Since the late 1950s we have known that the perception of speech is categorical. That is, listeners' perception of speech categories varies non-linearly in response to continuous changes in relevant acoustical quantities. Although there has been a large amount of research investigating this phenomena over the last half century, very little is known about how this perceptual behaviour is represented neurologically. One hypothesis is that this nonlinearity is represented directly as a place-code in auditory cortex. Like other sensory fields, the spatial organization of auditory processing centres is non-arbitrary, and the spatial location of active neural populations seems to covary with the frequency of acoustic stimuli. We hypothesize that this tonotopic map is distorted in the case of speech stimuli. Specifically, if two speech stimuli are from the same phonemic category, they will stimulate relatively near regions of auditory cortex, and if two speech stimuli are from different phonemic categories, they will stimulate relatively distant regions of auditory cortex, even if the acoustic distances are the same across stimulus pairs.

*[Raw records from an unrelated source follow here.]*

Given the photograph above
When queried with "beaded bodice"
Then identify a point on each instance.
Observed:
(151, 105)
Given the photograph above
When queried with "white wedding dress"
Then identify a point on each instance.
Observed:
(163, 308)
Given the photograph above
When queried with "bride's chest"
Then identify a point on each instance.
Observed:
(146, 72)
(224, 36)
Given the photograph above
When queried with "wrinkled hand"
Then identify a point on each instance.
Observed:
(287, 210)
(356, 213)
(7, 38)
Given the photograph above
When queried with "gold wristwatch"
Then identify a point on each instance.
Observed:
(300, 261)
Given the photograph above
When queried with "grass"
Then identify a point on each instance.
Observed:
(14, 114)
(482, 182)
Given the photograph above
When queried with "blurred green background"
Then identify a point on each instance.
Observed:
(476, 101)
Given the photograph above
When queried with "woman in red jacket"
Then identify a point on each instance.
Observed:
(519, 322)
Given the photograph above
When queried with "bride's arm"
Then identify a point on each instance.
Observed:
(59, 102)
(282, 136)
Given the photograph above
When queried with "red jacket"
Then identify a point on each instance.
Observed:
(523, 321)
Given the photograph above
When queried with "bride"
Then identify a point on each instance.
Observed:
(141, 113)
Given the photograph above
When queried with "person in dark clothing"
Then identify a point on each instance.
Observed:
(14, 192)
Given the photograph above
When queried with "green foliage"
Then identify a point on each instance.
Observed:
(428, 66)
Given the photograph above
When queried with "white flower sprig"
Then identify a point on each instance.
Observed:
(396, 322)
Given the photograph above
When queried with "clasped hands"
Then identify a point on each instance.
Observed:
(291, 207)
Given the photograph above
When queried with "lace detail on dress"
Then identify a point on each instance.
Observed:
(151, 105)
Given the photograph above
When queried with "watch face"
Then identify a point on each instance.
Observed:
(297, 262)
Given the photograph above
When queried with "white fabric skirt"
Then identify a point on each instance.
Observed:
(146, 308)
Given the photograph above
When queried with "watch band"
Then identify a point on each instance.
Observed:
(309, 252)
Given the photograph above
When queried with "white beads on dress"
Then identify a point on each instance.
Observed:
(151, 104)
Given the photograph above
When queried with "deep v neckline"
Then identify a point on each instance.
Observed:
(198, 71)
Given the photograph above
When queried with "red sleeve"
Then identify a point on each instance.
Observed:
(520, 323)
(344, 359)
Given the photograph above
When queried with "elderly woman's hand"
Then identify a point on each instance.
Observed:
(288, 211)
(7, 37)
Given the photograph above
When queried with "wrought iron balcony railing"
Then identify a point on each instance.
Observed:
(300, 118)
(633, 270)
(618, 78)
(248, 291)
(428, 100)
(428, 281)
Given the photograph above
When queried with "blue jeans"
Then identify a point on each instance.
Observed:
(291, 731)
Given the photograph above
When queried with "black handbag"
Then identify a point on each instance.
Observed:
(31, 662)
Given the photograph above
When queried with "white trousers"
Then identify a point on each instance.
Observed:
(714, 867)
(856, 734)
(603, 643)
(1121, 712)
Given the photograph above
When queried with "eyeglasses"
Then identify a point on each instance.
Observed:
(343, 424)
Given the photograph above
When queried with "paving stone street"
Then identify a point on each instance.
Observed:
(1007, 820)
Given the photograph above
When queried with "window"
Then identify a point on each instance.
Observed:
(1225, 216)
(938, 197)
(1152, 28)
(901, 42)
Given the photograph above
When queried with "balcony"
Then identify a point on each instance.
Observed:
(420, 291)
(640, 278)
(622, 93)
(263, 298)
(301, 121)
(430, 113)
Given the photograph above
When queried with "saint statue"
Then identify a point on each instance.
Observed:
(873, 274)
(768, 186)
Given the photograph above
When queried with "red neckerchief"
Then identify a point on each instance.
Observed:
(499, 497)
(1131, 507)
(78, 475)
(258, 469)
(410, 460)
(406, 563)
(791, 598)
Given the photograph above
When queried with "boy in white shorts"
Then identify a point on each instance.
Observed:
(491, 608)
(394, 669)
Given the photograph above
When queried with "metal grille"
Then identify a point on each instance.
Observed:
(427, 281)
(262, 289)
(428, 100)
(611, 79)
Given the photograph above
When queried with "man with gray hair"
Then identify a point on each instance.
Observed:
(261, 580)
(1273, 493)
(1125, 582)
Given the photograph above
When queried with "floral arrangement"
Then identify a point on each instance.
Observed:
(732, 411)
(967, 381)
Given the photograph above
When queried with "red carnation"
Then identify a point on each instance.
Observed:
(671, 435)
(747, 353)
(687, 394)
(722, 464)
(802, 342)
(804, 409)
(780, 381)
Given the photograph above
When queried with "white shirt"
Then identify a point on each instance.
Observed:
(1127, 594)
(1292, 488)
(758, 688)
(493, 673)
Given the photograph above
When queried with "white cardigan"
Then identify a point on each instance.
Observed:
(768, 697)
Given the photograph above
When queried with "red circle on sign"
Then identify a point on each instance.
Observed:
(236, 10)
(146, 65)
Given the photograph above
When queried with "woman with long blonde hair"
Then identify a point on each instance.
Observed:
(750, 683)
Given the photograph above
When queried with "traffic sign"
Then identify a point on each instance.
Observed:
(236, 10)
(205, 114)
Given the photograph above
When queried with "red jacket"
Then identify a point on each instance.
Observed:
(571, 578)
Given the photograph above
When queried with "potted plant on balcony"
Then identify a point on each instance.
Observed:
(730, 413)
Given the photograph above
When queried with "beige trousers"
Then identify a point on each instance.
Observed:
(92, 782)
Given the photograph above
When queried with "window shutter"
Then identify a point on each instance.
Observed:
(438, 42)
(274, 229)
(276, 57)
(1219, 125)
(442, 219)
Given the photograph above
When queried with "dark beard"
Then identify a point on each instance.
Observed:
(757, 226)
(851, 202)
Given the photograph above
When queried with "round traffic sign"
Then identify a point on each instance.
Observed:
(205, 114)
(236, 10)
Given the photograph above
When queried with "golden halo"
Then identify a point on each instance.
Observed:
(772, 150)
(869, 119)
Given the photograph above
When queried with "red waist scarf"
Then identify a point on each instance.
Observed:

This talk presents an MEG study which is currently in progress, and which tests this hypothesis. An equally-spaced acoustic continuum from /sh/ to /s/ was constructed, and presented to subjects during MEG scanning. Equivalent Current Dipole fitting will be used to localize the neural response to each stimulus. This will allow us to test whether equal distances in acoustic space correspond to equal distances in cortical space. If our hypothesis is correct, we would predict that two different speech signals within a category would correspond to a smaller spatial distance in cortex than two equally spaced speech signals which straddle a category boundary.

Since this is a work in progress, the talk will focus on the experimental design, methods as well as a discussion of categorical perception and sensory cortical maps in general.